よくよく考えてみたら、機器よりもCDなどの、もとい
言い換えます。音楽が好きで(ジャンルの偏見ナシ)そこそこ
良い音で聴けたら満足な自分(///^^///)
SACDも聴ける機種で 全体的外観の調和を考えブラックの外観~♪
plorogue oneの横に置いても違和感なしなら、この機種欲しい!!
うぅぅ、妄想が膨らんでくる罪な記事の連載です><
こ~んば~んわ♪
6万円以下で買えるSACDプレーヤーでしたら今はC-S5VL一択じゃないかな~と個人的には思います。実売10万円以下になるとPD-D9MK2とか、DCD-CX3も視野に入ってきますので、そこら辺を納得するまで比較しつつ聴いてみないと・・・となってしまいますが。。。
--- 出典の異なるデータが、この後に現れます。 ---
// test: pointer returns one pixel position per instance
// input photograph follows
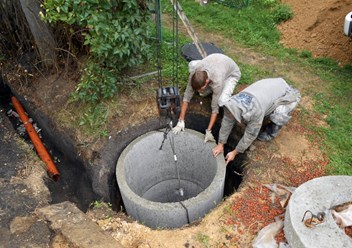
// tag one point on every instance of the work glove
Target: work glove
(179, 127)
(208, 136)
デザインについてはMARANTZ CD6002はプロローグ1と同じフラットパネル。それと比べると統一感では落ちるかな?純正Njoe Tjoeb 4000と同じですし。C-S5VLも黒いのでそんなに目立たないとは思いますが。
音質的にはCD6002とC-S5VLはかなり別方向です。入れ替えというより、両方重ねると違う音が聴けますよ~って感じ。ソフトによって相性が変わるというか、たぶんMARANTZの方がよりアナログ的。あと、プロローグ1は元気が良いので、C-S5VLと合わせると、女性的なニュアンスの豊かさと繊細な優しい感じで太さが中和されると思います。透明度の高さは相乗効果で良い感じになりそう・・・グラスサウンドってイメージかも。気になるとしたら低域の微妙な軽さかな~。比較対象がCD6002でしたら大丈夫かもですけれど。NT4000も私の耳には軽かったですし。
とりあえずハイブリッドSACDを30~50枚くらい集めてしまったら、専用プレーヤー導入を検討しても良いんじゃないかな~と。